It’s Okay to Take a Nap by Debra Sansing Woods
Reviewed by Victoria Akselsen Fisher
Okay, so perhaps that is a little presumptuous. After all, Debra Sansing Woods could come out with a new book before the end of 2008 that may steal the number 1 spot, but barring that, I will stick to my statement above.
Debra Woods, whose debut book Mothering with Spiritual Power quickly became an LDS favorite, has with this second book established a firm place in the LDS mother’s heart. That said, this book is geared to a wider audience than just Mormon moms, so go ahead and get a copy for your nonmember friend, too.
I say it is the best gift book because there is no side dish of guilt in this meal. This book is in so many ways a Balm of Gilead to a mother’s mental health. Woods gives a funny, personal account and glimpses into her life and the mothering of her own five children. But above all, this book boosts a mother’s feelings of self-worth and confidence. The prolific as well as the reluctant reader would enjoy it.
At the size of a DVD case, I found it perfect to stick in my purse. Chapters are short and engaging – ideal for a mother’s pick-up-and-put-down-again reading style.
One may wonder when hearing Elder Ballard’s talk in Sunday afternoon session of April 2008 General Conference, if he had not read It’s Okay to Take a Nap before writing his talk – but then again, he was not privy to an advanced review copy, as I was. Debra Woods and Elder Ballard must simply be on the same wavelength.
What I learned from It’s Okay to Take a Nap:
My identity is not that of a maid! I also don’t have to do it all today.
Lighthearted subjects such as, exercise, wonderful mothering surprises and, my personal favorite, complete thoughts are addressed, along with weightier matters like how much our love matters, today is a gift and the importance of being kind to ourselves. Moms will recognize the scenarios and dilemmas described. Allow me to share two paragraphs. First from the chapter “You Really Can complete Thoughts While Raising Kids”:
Scene One: I’m in the kitchen making my family’s favorite chocolate cake. My four-month-old is sitting in her stroller beside me. I finish mixing the cake and take one last look at the recipe to make sure I have included everything. Enter nine-year old daughter. “Mom, can I please have a friend over? Oh, please, please can she eat dinner with us? I haven’t had anyone over since yesterday!” Listen to daughter, plan response, anticipate reaction, smile at now fussy baby, and pop cake into oven. Mission accomplished. Five minutes later, pull cake out of oven and attempt somewhat successfully to stir in forgotten baking soda. (page 59)

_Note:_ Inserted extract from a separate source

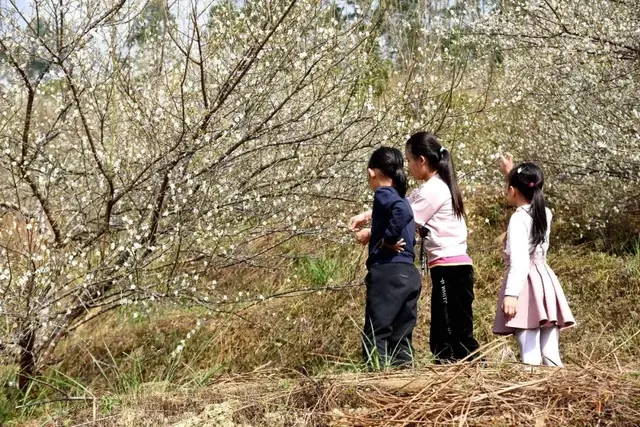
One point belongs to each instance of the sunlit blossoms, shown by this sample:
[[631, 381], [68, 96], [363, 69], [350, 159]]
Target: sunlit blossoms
[[146, 147]]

Here is another excerpt from the chapter “You Are an Amazing Mom”:
While I believe there is value in identifying what’s not working and what we think we should be doing better, I think most moms could benefit from taking some time to note the good that they’re already doing. In the workplace, positive feedback comes in the form of performance evaluations received from your supervisor. In motherhood, we serve as our own bosses, and if we’re going to be anything approaching fair bosses to ourselves, we should do well to give ourselves a break and acknowledge the good we are doing as the mothers to our children. (page 54)
This delightful little book ends each chapter with a list of Invitations & Inspirations, featuring a plethora of good ideas, book titles and other resources addressing the topic of the chapter, so it is not just a spirit-booster but a practical resource as well.
Something that made an immediate impact on our family life since my reading the book comes from Woods’ description of how important hellos and good-byes are in their family. I decided this was a simple yet powerful way to tie family members closer together in our own home.
The book is full of little tidbits such as that. Which ones will stand out to you? There is only one way to find out.